SELECT DISTINCT Employee.EmployeeID, Employee.LastName,
Employee.FirstName
FROM Employee INNER JOIN Sale ON Employee.EmployeeID = Sale.EmployeeID
WHERE (((Sale.SaleDate) Between #6/15/2007# And #6/30/2007#));
The query will output IDs, last names and first names for those employees that sold something between June 15-30, 2007 (or in the last two weeks of June 2007).
SELECT Animal.AnimalID, Animal.Name, Animal.Category, [DateOrder]-[OrderBorn]
AS Days, AnimalOrder.OrderDate
FROM AnimalOrder INNER JOIN (Animal INNER JOIN AnimalOrderItem
ON Animal.AnimalID = AnimalOrderItem.AnimalID)
ON AnimalOrder.OrderID = AnimalOrderItem.OrderID
WHERE ( ( ([OrderDate]-[DateBorn]) Between 0 And 30) );
The query will output IDs, names, category and the period between the birth and order date for those animals that were orderd up to 30 days after thier birth (or that were less than a month 30 old when ordered).

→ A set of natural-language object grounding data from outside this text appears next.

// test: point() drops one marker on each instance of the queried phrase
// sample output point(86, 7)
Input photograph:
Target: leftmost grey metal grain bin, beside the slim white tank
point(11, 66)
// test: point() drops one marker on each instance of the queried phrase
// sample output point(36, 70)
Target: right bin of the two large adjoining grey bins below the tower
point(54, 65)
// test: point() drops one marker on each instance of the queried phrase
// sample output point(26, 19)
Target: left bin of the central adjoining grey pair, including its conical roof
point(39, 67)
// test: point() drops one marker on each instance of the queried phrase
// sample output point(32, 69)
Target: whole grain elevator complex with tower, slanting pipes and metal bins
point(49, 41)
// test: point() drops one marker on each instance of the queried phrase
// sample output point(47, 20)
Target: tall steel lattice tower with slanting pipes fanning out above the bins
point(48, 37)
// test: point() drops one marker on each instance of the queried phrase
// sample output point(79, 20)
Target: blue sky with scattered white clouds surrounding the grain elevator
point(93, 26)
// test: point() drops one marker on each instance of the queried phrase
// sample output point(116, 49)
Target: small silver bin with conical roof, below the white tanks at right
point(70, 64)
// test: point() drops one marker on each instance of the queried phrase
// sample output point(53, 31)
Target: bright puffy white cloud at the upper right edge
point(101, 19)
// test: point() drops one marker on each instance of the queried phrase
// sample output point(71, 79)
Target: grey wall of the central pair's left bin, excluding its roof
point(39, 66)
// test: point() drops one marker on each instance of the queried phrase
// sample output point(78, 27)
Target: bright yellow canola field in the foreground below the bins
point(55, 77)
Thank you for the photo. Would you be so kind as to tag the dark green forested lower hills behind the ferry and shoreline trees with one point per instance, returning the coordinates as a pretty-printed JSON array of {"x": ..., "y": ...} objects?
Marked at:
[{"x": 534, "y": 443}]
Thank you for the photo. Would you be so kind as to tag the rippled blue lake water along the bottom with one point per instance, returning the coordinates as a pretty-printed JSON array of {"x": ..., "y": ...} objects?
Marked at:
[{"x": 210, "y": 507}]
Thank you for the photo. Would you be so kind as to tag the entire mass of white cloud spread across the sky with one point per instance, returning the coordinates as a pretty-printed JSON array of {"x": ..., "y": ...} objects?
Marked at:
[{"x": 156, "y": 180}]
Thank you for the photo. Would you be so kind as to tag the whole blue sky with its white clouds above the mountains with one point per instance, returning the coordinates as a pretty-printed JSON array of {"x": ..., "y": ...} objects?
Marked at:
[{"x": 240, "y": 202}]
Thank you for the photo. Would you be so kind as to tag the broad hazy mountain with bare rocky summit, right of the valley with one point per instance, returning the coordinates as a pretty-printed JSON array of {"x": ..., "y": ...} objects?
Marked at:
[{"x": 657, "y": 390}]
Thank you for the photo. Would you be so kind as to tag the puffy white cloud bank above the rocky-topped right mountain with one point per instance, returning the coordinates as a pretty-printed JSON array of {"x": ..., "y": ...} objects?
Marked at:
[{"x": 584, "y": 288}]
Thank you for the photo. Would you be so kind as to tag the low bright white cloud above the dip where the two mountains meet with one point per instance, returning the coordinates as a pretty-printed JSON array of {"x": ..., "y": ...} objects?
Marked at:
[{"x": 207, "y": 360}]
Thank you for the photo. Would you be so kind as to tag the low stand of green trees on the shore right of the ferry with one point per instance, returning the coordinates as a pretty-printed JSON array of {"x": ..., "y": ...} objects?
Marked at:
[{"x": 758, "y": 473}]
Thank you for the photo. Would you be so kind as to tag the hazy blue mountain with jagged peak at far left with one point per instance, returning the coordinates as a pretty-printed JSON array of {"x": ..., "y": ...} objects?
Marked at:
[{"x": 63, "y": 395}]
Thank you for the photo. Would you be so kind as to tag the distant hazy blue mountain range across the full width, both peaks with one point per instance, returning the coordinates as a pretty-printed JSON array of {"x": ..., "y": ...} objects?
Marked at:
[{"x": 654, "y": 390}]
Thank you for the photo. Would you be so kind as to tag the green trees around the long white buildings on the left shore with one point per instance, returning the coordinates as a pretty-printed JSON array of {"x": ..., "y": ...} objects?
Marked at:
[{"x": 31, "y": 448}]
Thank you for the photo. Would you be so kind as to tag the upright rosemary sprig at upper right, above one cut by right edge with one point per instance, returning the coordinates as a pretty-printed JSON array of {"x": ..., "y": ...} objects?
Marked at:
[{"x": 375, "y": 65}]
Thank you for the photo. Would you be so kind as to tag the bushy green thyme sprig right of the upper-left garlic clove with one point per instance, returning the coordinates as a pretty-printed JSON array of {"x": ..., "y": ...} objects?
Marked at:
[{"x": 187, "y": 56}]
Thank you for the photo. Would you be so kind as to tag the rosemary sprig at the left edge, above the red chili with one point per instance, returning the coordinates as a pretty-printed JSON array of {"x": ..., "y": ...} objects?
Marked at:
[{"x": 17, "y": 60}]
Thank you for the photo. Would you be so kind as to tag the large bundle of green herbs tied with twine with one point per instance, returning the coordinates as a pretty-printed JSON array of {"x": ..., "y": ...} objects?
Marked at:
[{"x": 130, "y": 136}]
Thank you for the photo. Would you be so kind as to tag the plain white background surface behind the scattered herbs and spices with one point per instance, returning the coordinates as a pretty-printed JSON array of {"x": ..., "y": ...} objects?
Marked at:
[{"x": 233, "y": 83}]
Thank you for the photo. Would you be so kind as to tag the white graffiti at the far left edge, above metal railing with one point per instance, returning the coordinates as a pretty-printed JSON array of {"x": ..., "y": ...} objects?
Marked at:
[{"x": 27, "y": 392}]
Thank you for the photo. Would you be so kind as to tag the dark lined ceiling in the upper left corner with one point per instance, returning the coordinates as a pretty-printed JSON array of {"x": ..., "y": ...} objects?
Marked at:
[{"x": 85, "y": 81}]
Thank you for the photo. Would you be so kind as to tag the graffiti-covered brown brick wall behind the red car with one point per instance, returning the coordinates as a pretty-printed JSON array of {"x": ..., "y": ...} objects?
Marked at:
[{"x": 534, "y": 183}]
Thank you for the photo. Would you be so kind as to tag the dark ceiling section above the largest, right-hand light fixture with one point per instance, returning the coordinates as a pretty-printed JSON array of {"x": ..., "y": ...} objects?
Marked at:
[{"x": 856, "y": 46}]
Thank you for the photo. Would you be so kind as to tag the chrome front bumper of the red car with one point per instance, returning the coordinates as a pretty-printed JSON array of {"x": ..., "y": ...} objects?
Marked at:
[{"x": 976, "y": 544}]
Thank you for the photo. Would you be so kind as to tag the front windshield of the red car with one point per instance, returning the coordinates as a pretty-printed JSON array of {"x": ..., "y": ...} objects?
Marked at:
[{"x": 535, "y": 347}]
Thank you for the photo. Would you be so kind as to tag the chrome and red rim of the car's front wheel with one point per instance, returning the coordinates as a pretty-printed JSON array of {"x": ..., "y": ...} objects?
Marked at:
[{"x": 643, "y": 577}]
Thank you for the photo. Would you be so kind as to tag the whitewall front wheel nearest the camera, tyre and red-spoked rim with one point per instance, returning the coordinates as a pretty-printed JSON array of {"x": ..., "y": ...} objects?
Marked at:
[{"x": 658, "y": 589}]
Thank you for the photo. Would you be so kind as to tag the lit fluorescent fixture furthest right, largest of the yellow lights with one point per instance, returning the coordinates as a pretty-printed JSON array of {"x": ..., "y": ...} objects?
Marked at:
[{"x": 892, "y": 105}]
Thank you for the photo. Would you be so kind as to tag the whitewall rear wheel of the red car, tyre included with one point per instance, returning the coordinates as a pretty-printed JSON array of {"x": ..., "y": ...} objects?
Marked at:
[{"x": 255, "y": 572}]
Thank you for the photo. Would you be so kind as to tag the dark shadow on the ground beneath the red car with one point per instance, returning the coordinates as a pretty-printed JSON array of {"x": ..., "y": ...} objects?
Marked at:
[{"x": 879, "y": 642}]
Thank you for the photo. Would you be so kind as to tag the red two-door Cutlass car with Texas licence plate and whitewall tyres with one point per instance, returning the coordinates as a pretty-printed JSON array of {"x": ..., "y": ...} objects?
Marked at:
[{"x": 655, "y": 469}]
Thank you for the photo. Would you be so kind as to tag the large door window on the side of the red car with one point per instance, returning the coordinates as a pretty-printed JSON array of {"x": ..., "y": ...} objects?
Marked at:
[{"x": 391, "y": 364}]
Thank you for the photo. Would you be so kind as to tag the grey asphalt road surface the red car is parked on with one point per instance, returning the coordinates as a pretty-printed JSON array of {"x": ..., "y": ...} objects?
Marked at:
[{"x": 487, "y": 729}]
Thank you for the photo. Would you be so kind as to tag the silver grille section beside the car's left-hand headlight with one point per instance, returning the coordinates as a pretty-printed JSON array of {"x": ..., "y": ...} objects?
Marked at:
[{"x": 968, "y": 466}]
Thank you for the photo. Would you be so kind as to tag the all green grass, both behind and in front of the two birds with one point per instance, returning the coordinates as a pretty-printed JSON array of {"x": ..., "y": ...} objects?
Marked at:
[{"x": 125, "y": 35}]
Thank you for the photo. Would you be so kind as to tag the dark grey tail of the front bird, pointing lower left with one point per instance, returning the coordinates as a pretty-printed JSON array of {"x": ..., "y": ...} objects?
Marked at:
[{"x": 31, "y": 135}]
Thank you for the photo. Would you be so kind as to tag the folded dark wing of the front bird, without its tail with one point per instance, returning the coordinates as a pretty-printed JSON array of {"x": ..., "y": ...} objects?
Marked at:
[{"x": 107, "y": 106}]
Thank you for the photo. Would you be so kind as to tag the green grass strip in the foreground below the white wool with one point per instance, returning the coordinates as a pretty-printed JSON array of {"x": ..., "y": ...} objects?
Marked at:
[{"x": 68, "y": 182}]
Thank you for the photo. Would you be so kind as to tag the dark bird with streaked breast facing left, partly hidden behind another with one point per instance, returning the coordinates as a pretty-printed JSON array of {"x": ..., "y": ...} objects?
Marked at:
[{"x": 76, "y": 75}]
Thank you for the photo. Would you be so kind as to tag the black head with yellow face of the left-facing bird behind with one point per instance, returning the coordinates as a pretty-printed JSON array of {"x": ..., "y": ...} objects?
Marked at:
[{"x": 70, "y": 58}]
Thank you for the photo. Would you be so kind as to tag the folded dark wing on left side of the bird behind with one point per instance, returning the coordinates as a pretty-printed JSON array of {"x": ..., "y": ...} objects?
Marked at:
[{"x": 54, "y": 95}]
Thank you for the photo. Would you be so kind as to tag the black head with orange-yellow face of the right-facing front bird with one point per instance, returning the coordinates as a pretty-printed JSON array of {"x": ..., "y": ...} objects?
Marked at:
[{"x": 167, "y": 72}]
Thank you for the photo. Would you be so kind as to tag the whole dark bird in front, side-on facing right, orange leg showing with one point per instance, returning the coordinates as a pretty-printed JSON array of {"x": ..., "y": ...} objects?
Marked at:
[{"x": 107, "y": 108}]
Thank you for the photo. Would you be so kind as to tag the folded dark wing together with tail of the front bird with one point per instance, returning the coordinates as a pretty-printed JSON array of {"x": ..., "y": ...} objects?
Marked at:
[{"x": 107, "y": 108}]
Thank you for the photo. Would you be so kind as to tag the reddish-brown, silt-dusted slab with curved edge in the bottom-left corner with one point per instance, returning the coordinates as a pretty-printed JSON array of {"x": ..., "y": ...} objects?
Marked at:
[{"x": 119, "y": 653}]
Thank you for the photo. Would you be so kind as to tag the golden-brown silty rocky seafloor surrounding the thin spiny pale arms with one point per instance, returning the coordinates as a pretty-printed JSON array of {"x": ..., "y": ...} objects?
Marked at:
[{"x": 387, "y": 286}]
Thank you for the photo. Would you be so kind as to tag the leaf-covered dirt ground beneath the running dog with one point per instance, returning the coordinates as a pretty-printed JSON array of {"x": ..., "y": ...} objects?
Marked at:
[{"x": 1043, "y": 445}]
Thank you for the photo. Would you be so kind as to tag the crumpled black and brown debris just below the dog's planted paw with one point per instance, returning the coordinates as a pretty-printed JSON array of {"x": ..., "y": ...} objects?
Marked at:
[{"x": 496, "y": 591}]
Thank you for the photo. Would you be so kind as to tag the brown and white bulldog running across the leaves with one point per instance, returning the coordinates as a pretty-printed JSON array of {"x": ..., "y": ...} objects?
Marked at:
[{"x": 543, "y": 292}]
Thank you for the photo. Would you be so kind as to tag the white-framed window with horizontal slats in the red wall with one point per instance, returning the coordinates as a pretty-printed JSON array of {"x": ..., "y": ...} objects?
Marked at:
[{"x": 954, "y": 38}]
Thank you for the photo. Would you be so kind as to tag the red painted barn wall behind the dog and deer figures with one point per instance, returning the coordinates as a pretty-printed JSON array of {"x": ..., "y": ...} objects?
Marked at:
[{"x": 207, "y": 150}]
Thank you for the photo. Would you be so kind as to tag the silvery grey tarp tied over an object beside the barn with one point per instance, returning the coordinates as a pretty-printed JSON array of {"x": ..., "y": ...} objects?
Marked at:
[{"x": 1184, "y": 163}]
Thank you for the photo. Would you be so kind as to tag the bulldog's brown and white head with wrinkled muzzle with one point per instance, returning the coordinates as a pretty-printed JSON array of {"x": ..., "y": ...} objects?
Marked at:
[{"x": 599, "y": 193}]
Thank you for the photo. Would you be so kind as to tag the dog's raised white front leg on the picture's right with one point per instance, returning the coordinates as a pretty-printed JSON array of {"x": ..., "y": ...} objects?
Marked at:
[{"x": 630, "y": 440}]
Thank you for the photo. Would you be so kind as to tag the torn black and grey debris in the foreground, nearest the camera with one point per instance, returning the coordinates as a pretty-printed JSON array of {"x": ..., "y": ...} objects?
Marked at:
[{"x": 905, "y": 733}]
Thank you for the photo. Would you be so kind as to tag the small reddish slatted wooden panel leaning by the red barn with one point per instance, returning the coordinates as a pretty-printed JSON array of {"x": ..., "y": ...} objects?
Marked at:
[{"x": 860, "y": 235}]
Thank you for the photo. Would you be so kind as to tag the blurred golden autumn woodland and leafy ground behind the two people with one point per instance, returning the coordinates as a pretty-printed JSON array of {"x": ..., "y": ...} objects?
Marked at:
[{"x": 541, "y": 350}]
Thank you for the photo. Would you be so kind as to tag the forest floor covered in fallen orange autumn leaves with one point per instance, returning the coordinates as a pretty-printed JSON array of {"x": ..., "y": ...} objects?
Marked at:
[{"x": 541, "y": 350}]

SELECT DISTINCT Employee.LastName
FROM Employee INNER JOIN (Sale INNER JOIN SaleAnimal
ON Sale.SaleID = SaleAnimal.SaleID) ON Employee.EmployeeID = Sale.EmployeeID
WHERE (((Sale.SaleDate) Between #2/1/2007# And #2/28/2007#))
AND Employee.EmployeeID NOT IN
(SELECT Sale.EmployeeID
FROM Sale INNER JOIN SaleItem ON Sale.SaleID = SaleItem.SaleID
WHERE (((Sale.SaleDate) Between #2/1/2007# And #2/28/2007#)));
The query will output last names of the employees that sold animals but no merchandise in February 2007?